EUNET, in Dutch SMILE or in SLAM implemented

in SCENES the European model. A striking example

in this area is the national transport model system

implemented in Sweden and Norway (SAMGODS

and NEMO) (Mirotin, 2019).

Model applied to a region of Sweden named

SAMGODS, is a model of national resolution and

macroscopic scale analysis. From a certain point of

view, it can be considered as a mixed model, if we

talk about its depth of aggregation. The model is

based on several submodels that take into account the

development of the economy and trade, from which it

deduces the flow generation. The model takes into

account 35 product groups and offers 86 predefined

transport chains for transport processes through a

multimodal network. Permission for cargo size,

suitable routes and means of transportation is made

using the logistics module (Ushko, 2019).

The logistics module consists of three stages and

follows the "aggregated-disaggregated-aggregated"

structure. Flows of goods between places of

production and consumption are primarily provided

at the aggregate level. In order to assign them to

individual firms, they are disaggregated.

Consequently, firm’s logistics decisions (e.g.,

shipment size, use of collection and distribution

centers) can be modeled in this disaggregated part of

the model.

By selecting one of the predefined transport

chains, the logistics module sets the modes of

transport for each section and determines how

transportation is carried out (directly or through the

use of logistics nodes). The model also includes

transport and logistics hubs defined as cargo

transshipment and possible storage locations

(Gubanova, 2009). The logistics module consists of

subprograms that gradually develop solutions.

Tuneva, T. and Yaroslavtseva, Y.

Accounting for Transport and Logistics Hubs in Freight Demand Models.

DOI: 10.5220/0011576600003527

In Proceedings of the 1st International Scientiﬁc and Practical Conference on Transport: Logistics, Construction, Maintenance, Management (TLC2M 2022), pages 16-21

ISBN: 978-989-758-606-4

 2023 by SCITEPRESS – Science and Technology Publications, Lda. Under CC license (CC BY-NC-ND 4.0)

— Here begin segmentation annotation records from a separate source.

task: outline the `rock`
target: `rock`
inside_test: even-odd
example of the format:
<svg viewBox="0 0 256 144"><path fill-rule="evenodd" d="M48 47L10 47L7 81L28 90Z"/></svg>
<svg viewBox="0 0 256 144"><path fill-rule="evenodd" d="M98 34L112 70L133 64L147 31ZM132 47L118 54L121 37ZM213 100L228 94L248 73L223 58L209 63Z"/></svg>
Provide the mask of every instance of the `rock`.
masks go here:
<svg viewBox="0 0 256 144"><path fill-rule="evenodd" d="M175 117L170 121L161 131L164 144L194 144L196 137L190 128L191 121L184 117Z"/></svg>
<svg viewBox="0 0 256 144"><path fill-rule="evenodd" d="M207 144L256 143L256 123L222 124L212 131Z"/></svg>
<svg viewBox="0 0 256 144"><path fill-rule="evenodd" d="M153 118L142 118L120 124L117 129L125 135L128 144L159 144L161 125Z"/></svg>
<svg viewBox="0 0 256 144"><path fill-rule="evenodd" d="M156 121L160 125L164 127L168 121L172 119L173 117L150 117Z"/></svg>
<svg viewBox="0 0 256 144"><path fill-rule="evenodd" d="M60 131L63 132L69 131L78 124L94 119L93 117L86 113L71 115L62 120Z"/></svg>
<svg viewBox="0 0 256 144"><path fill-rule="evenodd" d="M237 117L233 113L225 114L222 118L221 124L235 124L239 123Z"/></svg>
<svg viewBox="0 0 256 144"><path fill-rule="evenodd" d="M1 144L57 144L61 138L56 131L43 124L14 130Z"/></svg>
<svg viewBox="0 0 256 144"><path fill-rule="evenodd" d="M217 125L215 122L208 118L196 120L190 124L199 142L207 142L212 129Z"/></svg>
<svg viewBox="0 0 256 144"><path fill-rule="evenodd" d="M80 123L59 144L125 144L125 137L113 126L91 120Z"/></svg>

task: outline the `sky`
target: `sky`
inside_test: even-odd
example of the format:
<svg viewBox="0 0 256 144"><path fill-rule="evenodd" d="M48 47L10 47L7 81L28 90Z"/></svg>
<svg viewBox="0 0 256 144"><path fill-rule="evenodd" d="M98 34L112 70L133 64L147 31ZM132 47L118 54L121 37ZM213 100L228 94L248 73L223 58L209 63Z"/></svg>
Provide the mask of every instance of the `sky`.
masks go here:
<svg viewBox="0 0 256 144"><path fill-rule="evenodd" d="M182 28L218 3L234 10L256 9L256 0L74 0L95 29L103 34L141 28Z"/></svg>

Therefore, the available transport chains, including

optimal transfer points between transport sections, are

initially generated in the first subroutine. This is

followed by the second one, which selects transport

chains based on minimizing overall logistics costs,

shown in Figure 1.

NEMO is the national model used in Norway. Due

to its evolution (parallel toSAMGODS), NEMO

views logistics centers in a similar way to

SAMGODS. Thus, the model is an extension of the

Swedish model to the spatial domain of Norway (de

Jong G, 2007).

The Dutch SMILE model, which predicts traffic

flows at the national level, was one of the first models

to take logistics aspects into account.

SMILE models traffic flows by taking into

account economic events and linking the economy,

logistics, and transportation.

Figure 2 shows the combination of logistics

nodes, which in this case are represented by

distribution centers, becomes noticeable when

considering the characteristics of the nodes, as well as

the attributes of goods and their requirements in terms

of inventory, processing and transportation (Gruzdev,

2021).

ure 1: Inte

ration of lo

istics hubs in SAMGODS.

Figure 2: Node in SMILE.

Accounting for Transport and Logistics Hubs in Freight Demand Models

SLAM is integrated into the European SCENES

model. The main ideas and experience of the Dutch

SMILE model were used in the development SMILE

process. SLAM is designed to assess the impact of

changes in logistics and transport systems across

Europe. Therefore, one of the main applications is the

discovery and location of distribution centers in

Europe. The SLAM model takes into account

changes in distribution structures (for example, the

number and location of intermediate warehouses used

for distribution) and includes them in distribution

flows (Avramchikova, 2019).

SLAM obtains production and consumption flows

that integrate alternative distribution chains. In this

context, the distribution chain is defined as a set of

distribution centers and transport links for trade flows

between the producing region and the consumer.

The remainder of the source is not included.